U.S. Senator James Inhofe (R-Okla.), Ranking Member of the Senate Environment and Public Works Committee, together with Senator Tom Coburn and Congressman Frank Lucas expressed outrage today over a temporary restraining order granted by Judge John Coughenour of the Western District of Washington Federal Court in Seattle on Tuesday July 8th, 2008, at the request of National Wildlife Federation and seven state affiliates. The decision blocked the release of some Conservation Reserve Program (CRP) acres for haying and grazing. In May, USDA announced the decision to allow haying and grazing on CRP acres, stipulating that it could only take place after the nesting season for birds in the state. A hearing is scheduled for tomorrow. Senator Inhofe has been working with Senator Tom Coburn, Congressman Frank Lucas, and USDA to ensure relief to farmers and ranchers in Northwest Oklahoma.
Sen. Inhofe: "As Oklahoma farmers and ranchers suffer from the devastating effects of a recent drought, it's simply outrageous that several national liberal special interest groups have blocked critical federal assistance. Northwest Oklahoma farmers and ranchers are struggling to survive the conditions and USDA very wisely enacted a program to provide some relief. I am hopeful for a quick decision tomorrow in favor of getting relief back on track to those that are in dire need. The environmentalists make the absurd claim that this drought relief will somehow significantly increase global warming.'"
Dr. Coburn: "It is an outrage that the livelihood of Oklahoma ranchers and farmers is being put in jeopardy because of liberal special interest groups. Ranchers in western Oklahoma are trying to sustain livestock operations in the middle of one the worst drought our state has faced. The unfounded and absurd claims of extreme environmentalists and their lawyers have placed entire herds in real danger. I stand strong with Senator Inhofe and Congressman Frank Lucas in opposing this action."
Congressman Lucas: "The use of CRP land for haying and grazing was greatly needed by the ranchers and farmers suffering from unusually high feed costs and a severe drought in the Third Congressional District and all over Oklahoma. Many farmers and ranchers relied on the release of these lands, and the decision by this court to suspend its use has already had a very negative effect. I am hopeful that a decision is made quickly in this case restoring haying and grazing rights to those people who need it."

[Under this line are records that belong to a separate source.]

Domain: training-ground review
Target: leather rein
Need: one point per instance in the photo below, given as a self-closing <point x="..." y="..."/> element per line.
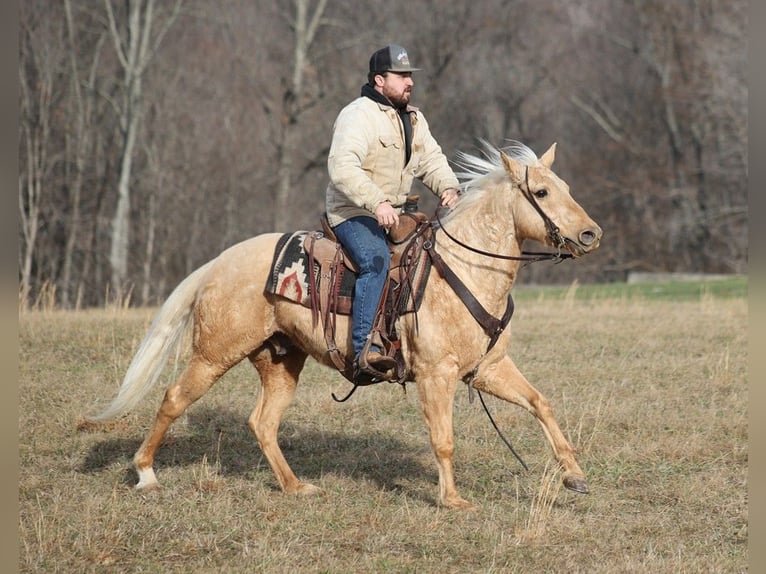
<point x="493" y="326"/>
<point x="553" y="232"/>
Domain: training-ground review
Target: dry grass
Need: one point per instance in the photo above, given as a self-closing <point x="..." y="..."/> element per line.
<point x="653" y="395"/>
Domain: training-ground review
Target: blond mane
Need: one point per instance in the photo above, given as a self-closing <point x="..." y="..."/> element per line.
<point x="480" y="173"/>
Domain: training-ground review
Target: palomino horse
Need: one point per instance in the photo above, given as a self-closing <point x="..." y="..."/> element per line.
<point x="507" y="196"/>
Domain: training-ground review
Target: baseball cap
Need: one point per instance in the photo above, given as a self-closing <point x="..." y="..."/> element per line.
<point x="392" y="58"/>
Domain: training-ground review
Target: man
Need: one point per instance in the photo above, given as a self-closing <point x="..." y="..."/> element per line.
<point x="380" y="144"/>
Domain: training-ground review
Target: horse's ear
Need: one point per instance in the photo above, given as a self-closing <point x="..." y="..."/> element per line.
<point x="514" y="168"/>
<point x="547" y="158"/>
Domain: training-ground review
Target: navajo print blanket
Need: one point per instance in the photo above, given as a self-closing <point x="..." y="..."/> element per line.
<point x="289" y="277"/>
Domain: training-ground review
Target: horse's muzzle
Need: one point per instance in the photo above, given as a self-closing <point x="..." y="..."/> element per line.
<point x="587" y="240"/>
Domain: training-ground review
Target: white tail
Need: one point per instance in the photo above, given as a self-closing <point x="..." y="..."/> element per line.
<point x="163" y="337"/>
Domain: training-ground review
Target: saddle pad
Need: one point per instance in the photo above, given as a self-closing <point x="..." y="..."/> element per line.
<point x="289" y="277"/>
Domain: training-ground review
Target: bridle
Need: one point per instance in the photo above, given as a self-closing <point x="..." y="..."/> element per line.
<point x="554" y="234"/>
<point x="492" y="325"/>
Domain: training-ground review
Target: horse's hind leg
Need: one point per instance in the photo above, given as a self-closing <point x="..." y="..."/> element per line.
<point x="279" y="379"/>
<point x="196" y="379"/>
<point x="504" y="380"/>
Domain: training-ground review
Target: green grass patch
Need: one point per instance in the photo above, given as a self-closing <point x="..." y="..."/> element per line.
<point x="725" y="288"/>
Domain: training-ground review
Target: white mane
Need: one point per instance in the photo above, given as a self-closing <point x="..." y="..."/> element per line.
<point x="476" y="171"/>
<point x="473" y="168"/>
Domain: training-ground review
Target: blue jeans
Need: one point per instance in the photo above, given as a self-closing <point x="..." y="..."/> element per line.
<point x="366" y="243"/>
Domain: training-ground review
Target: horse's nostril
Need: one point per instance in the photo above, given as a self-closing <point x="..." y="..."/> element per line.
<point x="587" y="237"/>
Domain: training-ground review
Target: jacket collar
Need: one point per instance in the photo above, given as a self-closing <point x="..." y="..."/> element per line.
<point x="369" y="92"/>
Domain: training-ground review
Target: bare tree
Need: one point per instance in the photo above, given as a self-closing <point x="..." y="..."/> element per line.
<point x="40" y="64"/>
<point x="135" y="44"/>
<point x="305" y="26"/>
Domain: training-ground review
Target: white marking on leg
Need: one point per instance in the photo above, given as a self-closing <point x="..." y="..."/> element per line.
<point x="146" y="478"/>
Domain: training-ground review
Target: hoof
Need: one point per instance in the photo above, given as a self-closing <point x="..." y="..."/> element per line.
<point x="576" y="484"/>
<point x="458" y="504"/>
<point x="147" y="481"/>
<point x="305" y="489"/>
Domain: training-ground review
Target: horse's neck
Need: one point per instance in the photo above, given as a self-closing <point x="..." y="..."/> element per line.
<point x="477" y="226"/>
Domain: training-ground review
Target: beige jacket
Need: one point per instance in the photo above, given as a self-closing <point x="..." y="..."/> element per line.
<point x="366" y="160"/>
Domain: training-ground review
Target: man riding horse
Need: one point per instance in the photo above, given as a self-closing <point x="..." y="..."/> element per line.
<point x="380" y="144"/>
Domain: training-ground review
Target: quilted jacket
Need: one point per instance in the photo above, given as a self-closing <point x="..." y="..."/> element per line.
<point x="366" y="160"/>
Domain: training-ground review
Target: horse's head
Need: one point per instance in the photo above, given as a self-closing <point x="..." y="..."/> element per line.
<point x="546" y="212"/>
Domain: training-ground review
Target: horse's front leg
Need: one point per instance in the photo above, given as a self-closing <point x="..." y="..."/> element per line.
<point x="437" y="396"/>
<point x="504" y="380"/>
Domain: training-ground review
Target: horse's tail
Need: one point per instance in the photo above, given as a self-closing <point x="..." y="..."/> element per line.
<point x="162" y="338"/>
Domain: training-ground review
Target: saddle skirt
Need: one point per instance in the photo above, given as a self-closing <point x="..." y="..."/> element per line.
<point x="309" y="264"/>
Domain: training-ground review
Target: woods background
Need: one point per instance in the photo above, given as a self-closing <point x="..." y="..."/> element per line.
<point x="154" y="134"/>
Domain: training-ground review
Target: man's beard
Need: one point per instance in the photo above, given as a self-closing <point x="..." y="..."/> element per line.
<point x="400" y="101"/>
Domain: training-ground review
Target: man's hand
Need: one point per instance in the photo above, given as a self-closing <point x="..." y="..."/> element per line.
<point x="386" y="215"/>
<point x="449" y="197"/>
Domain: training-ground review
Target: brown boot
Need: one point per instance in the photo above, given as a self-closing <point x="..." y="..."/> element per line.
<point x="380" y="362"/>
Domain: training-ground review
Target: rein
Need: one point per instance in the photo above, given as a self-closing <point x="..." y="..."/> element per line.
<point x="492" y="325"/>
<point x="532" y="256"/>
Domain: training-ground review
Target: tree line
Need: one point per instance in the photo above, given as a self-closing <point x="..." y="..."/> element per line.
<point x="154" y="134"/>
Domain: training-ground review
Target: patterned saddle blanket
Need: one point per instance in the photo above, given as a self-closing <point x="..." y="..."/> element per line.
<point x="296" y="278"/>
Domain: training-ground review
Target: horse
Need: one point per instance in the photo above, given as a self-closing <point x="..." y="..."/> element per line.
<point x="507" y="195"/>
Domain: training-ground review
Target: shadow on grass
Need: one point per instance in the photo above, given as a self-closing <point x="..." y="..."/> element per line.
<point x="224" y="438"/>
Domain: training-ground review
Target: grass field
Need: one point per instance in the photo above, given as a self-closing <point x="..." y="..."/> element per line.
<point x="650" y="388"/>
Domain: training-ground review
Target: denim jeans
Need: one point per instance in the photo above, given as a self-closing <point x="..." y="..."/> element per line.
<point x="366" y="243"/>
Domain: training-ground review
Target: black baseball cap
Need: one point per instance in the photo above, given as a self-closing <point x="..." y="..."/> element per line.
<point x="392" y="58"/>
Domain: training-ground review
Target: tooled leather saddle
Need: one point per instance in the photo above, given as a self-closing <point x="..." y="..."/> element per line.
<point x="329" y="265"/>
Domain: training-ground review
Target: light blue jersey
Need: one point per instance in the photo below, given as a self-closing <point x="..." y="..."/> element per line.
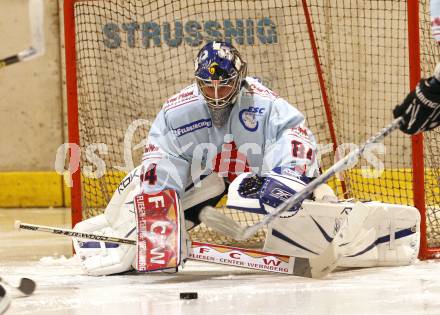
<point x="263" y="132"/>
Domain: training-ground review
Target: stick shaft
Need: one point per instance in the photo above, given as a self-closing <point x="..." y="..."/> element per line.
<point x="218" y="254"/>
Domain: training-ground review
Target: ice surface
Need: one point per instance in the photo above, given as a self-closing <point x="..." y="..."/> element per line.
<point x="63" y="289"/>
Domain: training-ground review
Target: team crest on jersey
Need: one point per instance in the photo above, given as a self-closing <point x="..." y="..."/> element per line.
<point x="249" y="117"/>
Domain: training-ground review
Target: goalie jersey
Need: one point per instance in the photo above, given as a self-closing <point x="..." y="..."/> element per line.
<point x="263" y="133"/>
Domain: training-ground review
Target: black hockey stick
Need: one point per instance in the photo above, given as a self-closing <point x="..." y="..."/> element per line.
<point x="37" y="34"/>
<point x="227" y="226"/>
<point x="314" y="267"/>
<point x="27" y="286"/>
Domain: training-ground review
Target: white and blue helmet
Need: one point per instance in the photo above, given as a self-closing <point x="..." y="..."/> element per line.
<point x="219" y="73"/>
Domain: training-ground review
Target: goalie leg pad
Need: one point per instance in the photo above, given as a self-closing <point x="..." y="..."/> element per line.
<point x="388" y="237"/>
<point x="99" y="258"/>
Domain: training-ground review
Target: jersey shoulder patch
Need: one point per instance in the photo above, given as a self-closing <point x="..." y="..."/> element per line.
<point x="186" y="96"/>
<point x="256" y="88"/>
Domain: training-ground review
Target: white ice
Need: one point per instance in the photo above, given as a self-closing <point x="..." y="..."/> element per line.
<point x="62" y="288"/>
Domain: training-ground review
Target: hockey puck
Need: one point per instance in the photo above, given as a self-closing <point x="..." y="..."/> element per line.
<point x="188" y="295"/>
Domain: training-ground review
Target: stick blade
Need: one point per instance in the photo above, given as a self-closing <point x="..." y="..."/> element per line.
<point x="27" y="286"/>
<point x="221" y="223"/>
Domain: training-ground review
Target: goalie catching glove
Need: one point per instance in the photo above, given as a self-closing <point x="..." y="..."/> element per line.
<point x="421" y="108"/>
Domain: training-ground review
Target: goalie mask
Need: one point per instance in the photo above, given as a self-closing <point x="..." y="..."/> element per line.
<point x="219" y="73"/>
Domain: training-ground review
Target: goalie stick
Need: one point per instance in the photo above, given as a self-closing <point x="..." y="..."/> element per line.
<point x="315" y="267"/>
<point x="227" y="226"/>
<point x="37" y="36"/>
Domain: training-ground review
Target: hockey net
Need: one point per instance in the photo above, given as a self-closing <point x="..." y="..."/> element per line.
<point x="124" y="58"/>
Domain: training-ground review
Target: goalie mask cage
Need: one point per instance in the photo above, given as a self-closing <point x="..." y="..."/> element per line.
<point x="345" y="64"/>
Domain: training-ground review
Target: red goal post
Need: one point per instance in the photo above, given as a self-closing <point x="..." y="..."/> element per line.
<point x="344" y="64"/>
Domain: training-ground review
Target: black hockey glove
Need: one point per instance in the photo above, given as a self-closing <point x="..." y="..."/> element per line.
<point x="420" y="109"/>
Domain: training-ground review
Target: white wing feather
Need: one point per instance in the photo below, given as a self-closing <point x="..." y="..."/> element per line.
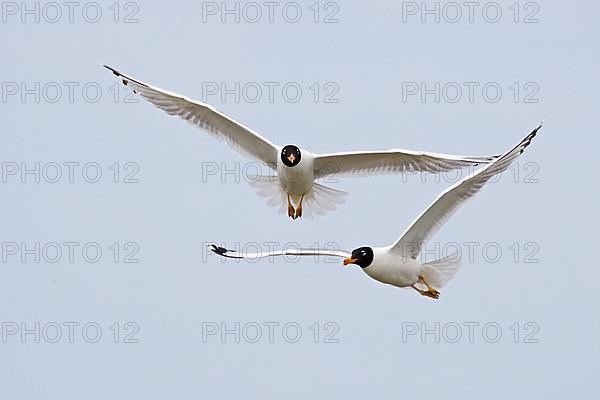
<point x="219" y="125"/>
<point x="222" y="251"/>
<point x="390" y="161"/>
<point x="450" y="200"/>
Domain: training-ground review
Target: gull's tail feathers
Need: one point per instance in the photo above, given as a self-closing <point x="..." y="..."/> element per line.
<point x="318" y="201"/>
<point x="439" y="272"/>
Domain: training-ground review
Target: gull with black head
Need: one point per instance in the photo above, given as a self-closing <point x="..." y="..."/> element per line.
<point x="397" y="264"/>
<point x="296" y="169"/>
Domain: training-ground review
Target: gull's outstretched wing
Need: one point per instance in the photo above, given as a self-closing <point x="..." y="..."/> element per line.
<point x="288" y="252"/>
<point x="448" y="202"/>
<point x="238" y="136"/>
<point x="363" y="163"/>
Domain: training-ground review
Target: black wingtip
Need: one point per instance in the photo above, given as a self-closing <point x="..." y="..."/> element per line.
<point x="218" y="249"/>
<point x="527" y="141"/>
<point x="222" y="251"/>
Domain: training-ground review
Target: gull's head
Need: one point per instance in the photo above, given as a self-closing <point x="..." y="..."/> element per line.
<point x="290" y="155"/>
<point x="363" y="257"/>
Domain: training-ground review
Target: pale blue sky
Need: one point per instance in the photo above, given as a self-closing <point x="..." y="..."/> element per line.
<point x="175" y="291"/>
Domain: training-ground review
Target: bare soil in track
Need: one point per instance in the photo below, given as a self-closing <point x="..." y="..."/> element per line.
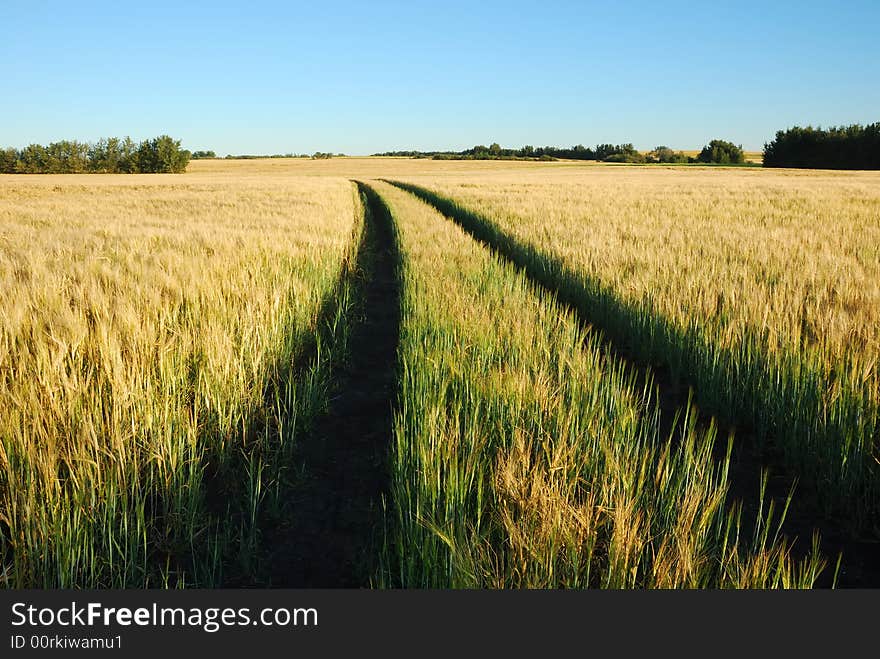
<point x="335" y="522"/>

As reported in the Oklahoma Farm Report, Oklahoma Cattlemen's Executive Director Scott Dewald explained the dire consequences of the ruling: "Dewald documented thirty ranchers that will lose almost $10,000 apiece if they are not allowed to graze the CRP land that was offered to them by Uncle Sam. Worse, many of those herds will face partial or total liquidation as the CRP land was one of their last options to survive the summer."
Mike Spradling, Oklahoma Farm Bureau President: "Farm Bureau is extremely concerned about the severe economic hardship this injunction imposes on farmers and ranchers. Producers relied on USDA's announcement about the new program and have already begun using their precious financial resources to prepare the land for haying and grazing. It's important for the court to hear from farmers and ranchers about the harmful effects of this injunction, both since July 8 when the injunction was issued and going forward."
Ray Wulf, President of the American Farmers and Ranchers: "The Lawsuit and restraining order brought forward by the National Wildlife Federation is just another example of special interests being allowed to impose their misguided purpose in front of the needs of farmers, ranchers and consumers. This restriction is having a profound impact on the economic needs and survival of farmers, ranchers and their communities devastated by drought. This action will ultimately lead to further increases in the surging price for groceries that consumers are already experiencing. The philosophy being advocated by the National Wildlife Federation is counterproductive to supplying food for consumers' table."
A July 9, 2008 letter was sent to Secretary of Agriculture Ed Schafer in support of the temporary restraining order by Environmental Defense Fund, The Minnesota Project, Sierra Club, Center for Native Ecosystems, National Wildlife Federation, National Audubon Society, Partners for Sustainable Pollination, Environmental Working Group, Pollinator Partnership, Defenders of Wildlife, American Farmland Trust, World Wildlife Fund, American Rivers, Sustainable Agriculture Coalition and American Bee Keeping Federation.
According to the article in the High Plains Journal, "Judge issues restraining order stopping emergency grazing on CRP" by Jennifer M. Latzke, "This decision affects 24 million acres of CRP land that was opened to Critical Feed Use provisions by the USDA May 27. The opening of those acres was to occur after the primary nesting season had ended for grass-nesting birds. The acres were to provide feed and forage to alleviate the escalating price of feed for livestock producers. Several states had begun opening up their CRP acres as of July 2, including Oklahoma, Texas and New Mexico. Colorado was set to begin activity July 15. Texas, the largest state has 583,000 acres available for signup in the program, followed by Colorado with 253,000 acres, Oklahoma with 210,00 acres, and and New Mexico with 177,000 acres."